The findings were presented and discussed at two government meetings of the General Fisheries Commission of the Mediterranean (CGPM) without the countries clarifying what sanctions they had applied or if they would take punitive action, the conservation organization reported.
"Although the governments of the Mediterranean countries have committed themselves to fighting pirate fishing as part of the Sustainable Development Goals, at the moment of truth they turn a deaf ear to the presumed cases that are closest to them, in the Mediterranean itself. The data compiled by Oceana indicate easily identifiable fishing vessels that flagrantly transgress protected areas," says Lasse Gustavsson, executive director of Oceana Europe.
"Coastal countries do nothing to respect the law. The Mediterranean is the sea with the most overfishing in the world, over 90 per cent of the fish stocks. The inaction of governments jeopardizes the future of fishing in the Mediterranean and that of more than 300,000 fishermen and their families who depend on it for their food and sustenance," he adds.
Oceana report provides evidence of alleged illegal fishing activities within Restricted Fishing Areas created to protect juveniles, corals and other threatened habitats.
Specifically, Oceana identified more than 20 Italian bottom trawlers that had presumably caught fish for more than 10,000 hours in an area that has been restricted to protect hake juveniles in the Sicilian Channel, where the population of this species experiences high overfishing.
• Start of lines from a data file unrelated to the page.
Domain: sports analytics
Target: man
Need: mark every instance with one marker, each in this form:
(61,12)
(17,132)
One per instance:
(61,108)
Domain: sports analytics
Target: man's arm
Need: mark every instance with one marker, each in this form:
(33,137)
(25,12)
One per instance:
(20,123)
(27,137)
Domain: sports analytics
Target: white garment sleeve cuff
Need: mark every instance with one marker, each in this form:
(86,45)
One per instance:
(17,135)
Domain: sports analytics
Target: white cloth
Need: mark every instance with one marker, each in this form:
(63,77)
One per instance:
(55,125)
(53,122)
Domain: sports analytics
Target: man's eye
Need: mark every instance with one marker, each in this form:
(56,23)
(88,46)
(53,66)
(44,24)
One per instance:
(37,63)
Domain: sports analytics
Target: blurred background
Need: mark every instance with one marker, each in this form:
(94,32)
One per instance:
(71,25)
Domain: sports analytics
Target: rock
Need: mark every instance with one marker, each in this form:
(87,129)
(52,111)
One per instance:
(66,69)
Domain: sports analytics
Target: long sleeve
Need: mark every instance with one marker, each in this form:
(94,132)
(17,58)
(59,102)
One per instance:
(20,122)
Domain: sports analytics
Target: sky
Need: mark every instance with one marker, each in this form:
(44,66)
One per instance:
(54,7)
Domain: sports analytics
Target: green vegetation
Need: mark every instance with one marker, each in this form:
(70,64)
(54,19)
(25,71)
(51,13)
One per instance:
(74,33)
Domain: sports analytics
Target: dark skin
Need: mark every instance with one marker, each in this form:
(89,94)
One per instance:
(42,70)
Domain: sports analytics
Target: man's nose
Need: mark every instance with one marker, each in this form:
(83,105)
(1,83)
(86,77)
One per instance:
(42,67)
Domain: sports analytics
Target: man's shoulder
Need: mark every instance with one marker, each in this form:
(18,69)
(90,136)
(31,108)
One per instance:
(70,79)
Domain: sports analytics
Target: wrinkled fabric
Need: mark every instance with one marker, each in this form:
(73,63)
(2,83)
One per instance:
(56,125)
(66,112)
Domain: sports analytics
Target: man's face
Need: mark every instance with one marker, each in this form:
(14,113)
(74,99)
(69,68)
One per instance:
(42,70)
The situation could be even more serious, since official sources have confirmed fishing activities of vessels flagged by other countries (Tunisia, for example) that do not use Automatic Identification System and therefore, were not detected in the Oceana analysis. Hake is the species with the highest overfishing rate in the Mediterranean, with an average of seven times above sustainable levels.
Likewise, Oceana has detected alleged illegal intrusions of foreign ships in waters under the national jurisdiction of seven Mediterranean countries. In this regard, it points out that the legality of these fishing activities can not be verified, since the GFCM does not publish information on bilateral fisheries agreements, something that other regional fishing organizations do in other parts of the world. This lack of transparency makes it impossible to determine whether - for example - three EU flagged vessels that appeared to fish in waters under Libyan (> 900 hours) and Tunisian (> 1,500 hours) jurisdiction did or did not do so legally.